For the last one year, ASHA workers in blocks Katehri and Bhiti blocks in Ambedkar Nagar district have been working without any pay from the district administration. The workers, who have been at the core of healthcare delivery in the region, complained that they have not received payment inspite of being involved with numerous services during the period.
ASHA workers Suman Sharma, Poonam Verma and Indravati who work in the blocks were distraught as they spoke of erratic pay for the wide range of work they do. ‘It has been a year and ASHA workers here have not been paid for delivery, formatting and booster services. They expect all sorts of services from us, but when it comes to payment, we get nothing,’ the women said.
Involved with multiple tasks at the block, district and state level, ASHA workers are enrolled on performance-based incentives and a monthly honorarium. The women who are engaged in immunization drives, maternal and child care services, and other healthcare programmes complained that lack of remuneration had severely affected them.
‘Our children are starving … How will we survive? We are always at work – be it delivery, operation, or immunization, but we are not getting any payment. We demand the government to pay our withheld salaries immediately,’ the workers said.
For these frontline workers considered to be the pulse of rural healthcare system, this is not the first instance where their plight has come to light. Over the last one year, ASHA workers in states like Karnataka, Meghalaya, Jammu and Kashmir have gone on strike to protest against erratic payments and insensitivity. Bihar is the latest to join the row as one lakh health workers, including hundreds of ASHAs, went on an indefinite strike earlier in June.

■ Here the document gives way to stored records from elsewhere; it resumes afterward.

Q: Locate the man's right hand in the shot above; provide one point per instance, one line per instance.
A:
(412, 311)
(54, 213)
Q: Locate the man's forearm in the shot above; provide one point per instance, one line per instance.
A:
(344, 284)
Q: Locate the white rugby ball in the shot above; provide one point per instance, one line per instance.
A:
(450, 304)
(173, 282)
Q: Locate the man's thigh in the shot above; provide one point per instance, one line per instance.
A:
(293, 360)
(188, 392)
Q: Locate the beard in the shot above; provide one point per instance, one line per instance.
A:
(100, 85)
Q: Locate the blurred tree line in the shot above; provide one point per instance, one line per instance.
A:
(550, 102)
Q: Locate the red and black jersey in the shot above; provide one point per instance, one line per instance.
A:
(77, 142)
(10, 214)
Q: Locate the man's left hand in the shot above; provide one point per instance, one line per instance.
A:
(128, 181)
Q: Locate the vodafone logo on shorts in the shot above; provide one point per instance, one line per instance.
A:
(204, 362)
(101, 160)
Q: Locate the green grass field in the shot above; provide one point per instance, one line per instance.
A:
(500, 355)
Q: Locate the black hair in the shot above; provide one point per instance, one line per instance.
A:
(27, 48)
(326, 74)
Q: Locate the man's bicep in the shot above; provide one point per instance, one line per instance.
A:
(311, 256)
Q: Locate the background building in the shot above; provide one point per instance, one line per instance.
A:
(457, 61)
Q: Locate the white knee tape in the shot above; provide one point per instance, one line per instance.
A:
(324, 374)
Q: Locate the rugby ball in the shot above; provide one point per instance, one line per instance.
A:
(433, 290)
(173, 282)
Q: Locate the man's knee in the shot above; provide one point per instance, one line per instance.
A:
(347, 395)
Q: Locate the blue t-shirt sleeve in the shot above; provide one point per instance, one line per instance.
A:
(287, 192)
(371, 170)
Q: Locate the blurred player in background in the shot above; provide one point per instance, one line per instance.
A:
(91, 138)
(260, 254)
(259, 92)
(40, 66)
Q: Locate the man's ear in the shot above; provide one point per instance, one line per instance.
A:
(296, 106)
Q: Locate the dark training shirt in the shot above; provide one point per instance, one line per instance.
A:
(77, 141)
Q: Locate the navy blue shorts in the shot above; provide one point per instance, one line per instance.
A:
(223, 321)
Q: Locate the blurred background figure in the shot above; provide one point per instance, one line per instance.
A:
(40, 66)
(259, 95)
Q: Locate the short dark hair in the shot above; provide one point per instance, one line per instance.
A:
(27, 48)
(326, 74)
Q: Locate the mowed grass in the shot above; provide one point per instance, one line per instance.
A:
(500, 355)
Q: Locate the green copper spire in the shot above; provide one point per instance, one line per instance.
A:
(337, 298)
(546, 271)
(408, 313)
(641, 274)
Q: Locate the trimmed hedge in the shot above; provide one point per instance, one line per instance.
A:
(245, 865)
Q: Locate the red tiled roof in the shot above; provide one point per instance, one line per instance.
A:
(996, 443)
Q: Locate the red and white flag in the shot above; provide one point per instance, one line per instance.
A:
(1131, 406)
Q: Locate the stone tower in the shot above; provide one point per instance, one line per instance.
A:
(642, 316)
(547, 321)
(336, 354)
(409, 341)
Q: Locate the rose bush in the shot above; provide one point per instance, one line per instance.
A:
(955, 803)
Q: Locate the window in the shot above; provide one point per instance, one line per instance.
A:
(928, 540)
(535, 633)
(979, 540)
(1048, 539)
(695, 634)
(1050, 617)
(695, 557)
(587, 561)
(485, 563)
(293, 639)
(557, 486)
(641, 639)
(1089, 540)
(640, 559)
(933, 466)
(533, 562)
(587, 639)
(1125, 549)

The Accredited Social Health Activists (ASHA) were enrolled on a contractual basis under the National Rural Health Mission in 2005 to improve delivery of basic health services. Selected from the village itself, the ASHA is trained to work as an interface between the community and the public health system. These workers have been the ground force for executing services as complex as conducting health awareness programmes on nutrition and sanitation, providing first-contact healthcare, maternal and child health, community mobilization and counseling.
As the NRHM was redesigned into National Health Mission after inclusion of an urban health mission, it was extended to 2017. However, the last decade has not seen any change in the status of ASHAs who continue to function as ‘activists’ being a significant part of government’s healthcare workforce.
A five-member delegation had also met the union health minister J.P Nadda in March to voice their concerns about honorariums remaining withheld for months and meager incentives. The delegation submitted a memorandum of demands to the health minister after hundreds of ASHA workers from all over the country had gathered for a protest at Jantar Mantar in Delhi. The memorandum included regularization of ASHA workers as government health workers, hike in allowances, and social security benefits, among other demands.
An added concern has been the 20% decrease in health budget that is likely to affect the incentives and pay of healthcare workers nationwide. According to the National Health Systems Resource Centre, a technical support institution with the National Health Mission, the total number of ASHAs working all across the country was estimated to be over 8 lakh in 2013.
Even as there has been no decision by the central government on the demands, the agitations are set to intensify through strikes and protests over next few months. It also needs to be mentioned that the government’s stance towards the health workers would have a direct impact on crucial schemes such as Mission Indradhanush for immunization, digital training of ASHAs and ANMs, and state-wise drives to reduce maternal and infant mortality rate.